I’m getting my X.509 certificates from Let’s Encrypt and use the DNS-01 challenge method for authentication. This has been working nicely for a few year, but I recently switched my ACME client to lego and I have occasional issues with authentication.
Here’s what I’m observing:
lego sends the CSR, receives a challenge and publishes the response via the deSEC API.
lego repeatedly queries the authoritative nameservers (ns1.desec.io and ns2.desec.org) until they respond with a NOERROR code.
lego asks Let’s Encrypt to verify authentication.
Let’s Encrypt fails with the following error: acme: error: 400 :: urn:ietf:params:acme:error:dns :: DNS problem: NXDOMAIN looking up TXT for _acme-challenge.example.com - check that a DNS record exists for this domain
Apparently, lego gets a valid reply from the nameservers but Let’s Encrypt does not.
I guess this has to do with record propagation in deSEC’s anycast network: Authoritative nameservers near me may have the new record while nameservers near Let’s Encrypt may not.
My questions:
What would be the best way to handle this? lego does not support configuring a delay between querying the authoritative nameservers and triggering the CA to complete authorization.
How log does global record propagation usually take?

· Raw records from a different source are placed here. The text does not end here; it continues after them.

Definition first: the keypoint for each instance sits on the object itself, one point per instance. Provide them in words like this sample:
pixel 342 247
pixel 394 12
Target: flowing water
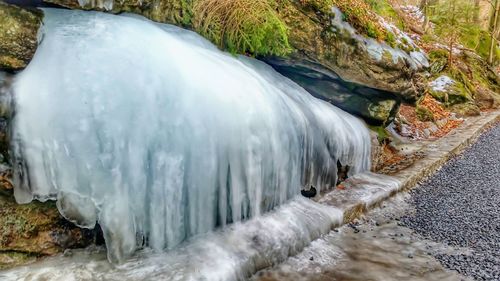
pixel 160 137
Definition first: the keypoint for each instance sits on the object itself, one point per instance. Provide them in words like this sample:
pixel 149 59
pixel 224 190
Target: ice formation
pixel 416 59
pixel 154 133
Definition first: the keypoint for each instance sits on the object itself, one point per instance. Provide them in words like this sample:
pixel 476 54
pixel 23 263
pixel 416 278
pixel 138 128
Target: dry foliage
pixel 242 26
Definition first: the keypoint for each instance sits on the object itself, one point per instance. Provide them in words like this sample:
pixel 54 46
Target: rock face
pixel 324 39
pixel 376 107
pixel 316 37
pixel 29 230
pixel 18 36
pixel 320 40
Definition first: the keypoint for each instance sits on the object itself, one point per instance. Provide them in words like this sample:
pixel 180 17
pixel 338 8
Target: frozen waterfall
pixel 154 133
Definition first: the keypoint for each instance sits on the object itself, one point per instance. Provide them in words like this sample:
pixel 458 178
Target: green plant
pixel 242 26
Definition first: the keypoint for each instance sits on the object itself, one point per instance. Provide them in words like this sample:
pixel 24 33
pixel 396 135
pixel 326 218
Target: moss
pixel 18 36
pixel 391 39
pixel 385 9
pixel 383 135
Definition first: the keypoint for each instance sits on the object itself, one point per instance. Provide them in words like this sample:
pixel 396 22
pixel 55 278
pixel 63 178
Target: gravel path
pixel 460 206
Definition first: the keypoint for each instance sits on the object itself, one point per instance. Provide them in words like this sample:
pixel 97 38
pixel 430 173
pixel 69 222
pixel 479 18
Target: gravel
pixel 460 206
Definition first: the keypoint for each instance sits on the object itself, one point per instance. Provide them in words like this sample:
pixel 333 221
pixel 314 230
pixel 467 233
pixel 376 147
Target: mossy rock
pixel 36 229
pixel 300 31
pixel 466 109
pixel 18 36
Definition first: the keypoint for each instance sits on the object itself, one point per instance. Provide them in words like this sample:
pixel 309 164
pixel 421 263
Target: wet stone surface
pixel 375 247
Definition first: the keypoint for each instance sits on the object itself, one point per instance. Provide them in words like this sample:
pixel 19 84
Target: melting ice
pixel 154 133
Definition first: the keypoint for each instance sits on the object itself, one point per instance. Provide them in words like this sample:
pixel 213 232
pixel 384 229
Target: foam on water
pixel 232 253
pixel 154 133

Can I somehow check if propagation of a newly added record has completed? I didn’t find anything in the API docs.
The proper way is to wait a bit longer, or retry automatically until it works.
Normally, it is just a few seconds. However, due to this issue, ad-hoc notifications to our global secondaries currently are ineffective, and our fall-back mechanism triggers all updates instead. The fall-back mechanism checks freshness once a minute, and depending on when exactly your update happened, it may be discovered right away, or after approximately one minute. There should be only very few cases which take longer.
This is currently not possible, but it seems like a reasonable feature! We’d appreciate a feature request on our GitHub.
Here’s another (not very elegant) workaround: You could delegate your _acme-challenge subdomain to another DNS provider which doesn’t have an anycast deployment. In such a setup, you will see the same state as Let’s Encrypt, so you can proceed with validation immediately once you observe that the challenge has been published.
thank you, I think that helps.
If I can currently rely on one minute, I’ll just set lego’s propagation polling interval to slightly more than one minute. Seems like a reasonable and simple workaround to me.